- Greetings: How ya doin'? It's been too long. Yo...your ass looks terrific in that dress.
- Japan: Yup, we're going. To say I'm reallyfuckingexcited doesn't even cover a tenth of what I'm feeling. Not only is this a lifetime destination sort of thing, but I'd also like to think of it as my first true grown-ass man vacation. The cross-border jaunts Sarah and I have made over the past few years were as natural as breathing; visiting the U.S. is like spending some time with a neighbour that has a cool-ass candy dish. This here is a life-changing excursion, complete with a real deal, limit-testing, major leg cramp, over-the-ocean flight. My glee, to say the absolute least, is off the charts. How would you chart something like that, anyway?
Much like a kid trying to steal peeks at a Christmas present, I've been multiplying my anticipation by searching Flickr for photos of Japanese Sevs, Freshness Burger, and anything Mister Donut-related.
I'd like to take this moment to shout out my man Steve St. Louis, his lovely wife Hiroe, and my homie Jason Lapayre for their help in making this happen. And of course, my beautiful wife for doing...well, everything. This couldn't have got off the ground without you, lady.

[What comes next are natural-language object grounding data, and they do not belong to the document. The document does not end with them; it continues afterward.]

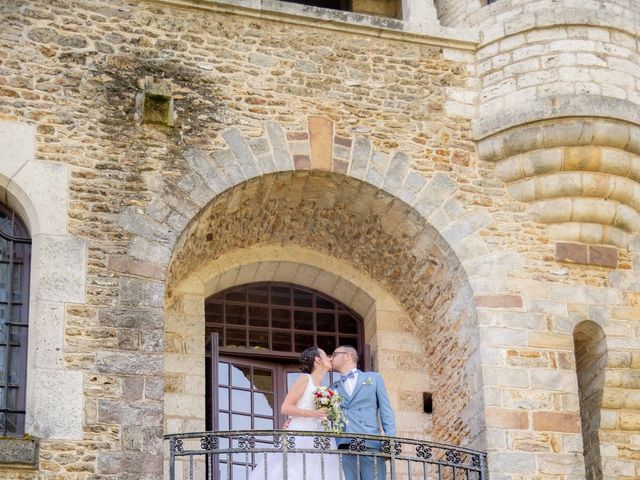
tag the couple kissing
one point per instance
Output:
(364, 401)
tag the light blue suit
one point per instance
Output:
(361, 410)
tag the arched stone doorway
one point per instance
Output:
(358, 244)
(254, 334)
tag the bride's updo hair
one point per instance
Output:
(308, 358)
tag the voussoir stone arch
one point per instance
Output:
(361, 226)
(176, 200)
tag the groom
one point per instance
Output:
(364, 397)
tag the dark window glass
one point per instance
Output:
(279, 318)
(15, 262)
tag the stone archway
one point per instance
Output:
(348, 226)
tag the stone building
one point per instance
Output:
(458, 179)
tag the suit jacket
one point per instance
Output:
(361, 408)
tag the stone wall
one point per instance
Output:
(338, 131)
(453, 13)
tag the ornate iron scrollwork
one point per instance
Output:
(321, 443)
(424, 451)
(209, 442)
(388, 446)
(246, 441)
(357, 445)
(453, 456)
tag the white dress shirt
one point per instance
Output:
(350, 383)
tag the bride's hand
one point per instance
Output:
(320, 413)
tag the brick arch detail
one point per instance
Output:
(175, 202)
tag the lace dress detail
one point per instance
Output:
(306, 424)
(316, 466)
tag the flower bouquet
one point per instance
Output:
(324, 397)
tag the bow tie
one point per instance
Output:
(351, 374)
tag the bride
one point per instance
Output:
(299, 405)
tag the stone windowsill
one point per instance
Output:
(18, 452)
(428, 31)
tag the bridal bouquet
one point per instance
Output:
(324, 397)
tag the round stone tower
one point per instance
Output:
(558, 113)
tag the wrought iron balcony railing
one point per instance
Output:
(292, 455)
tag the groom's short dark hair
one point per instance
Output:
(351, 350)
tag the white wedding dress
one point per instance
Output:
(308, 466)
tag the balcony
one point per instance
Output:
(232, 455)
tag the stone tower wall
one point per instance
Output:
(453, 13)
(533, 202)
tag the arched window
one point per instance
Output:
(15, 265)
(255, 334)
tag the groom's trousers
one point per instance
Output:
(371, 468)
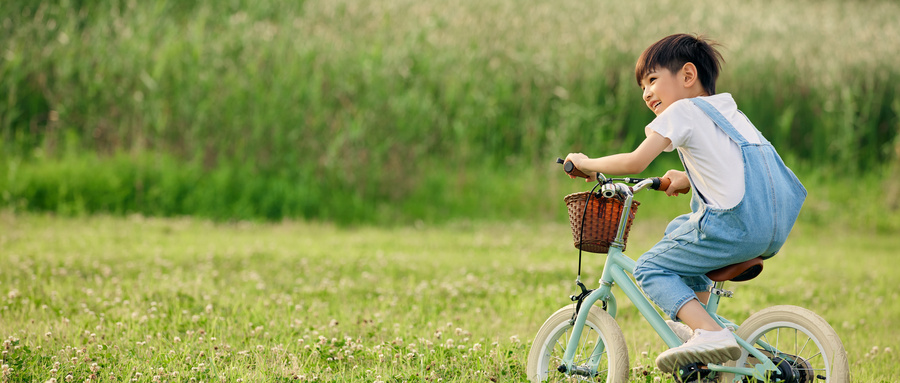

I'm not lying to y'all: I fucking need this vacation. I'm spent mentally and creatively, and I'm confident that this will be a life-changing and invigorating experience, even though I'm trying not to put any emphasis on that.
- Joel Plaskett: I was just thinking – does anyone hate this dude? I mean, I certainly don't, but I find that folks who might really dislike him aren't very vocal. Truthfully, I haven't looked for any Plaskett dissent, because life is too short, and I'd rather look at naked women. Plus, I think such a pursuit would be fruitless. I assume a typical list of Joel-hater gripes would go like this:
- The CBC (especially Radio 3) has been all up on his dick from day one.
- That's it.
Rather pathetic, eh? And that's definitely not a knock on The Corp. I figure they just know a good thing when they see it. He's just a charming dude that combines pop hooks, folky moments, and "arena rock" (a carry-over from his Thrush Hermit days) into one accessible package. Maybe that's his actual crime: being so damn accessible. But really, what's wrong with appealing to a lot of people? But of course, Nickelback appeal to a lot of people, and...y'know, let's just not fucking go there.
For the record, I really didn't have a point to any of this.
- Google Street View: I love this. Why it took me so long to get into using it, I'll never know. Without it, I'd never be able to visualize which Sev is closest to our Tokyo hotel.
- Rebel. Gonna take this with me. Need to get a bag for it. I oughta take it out and use it, too.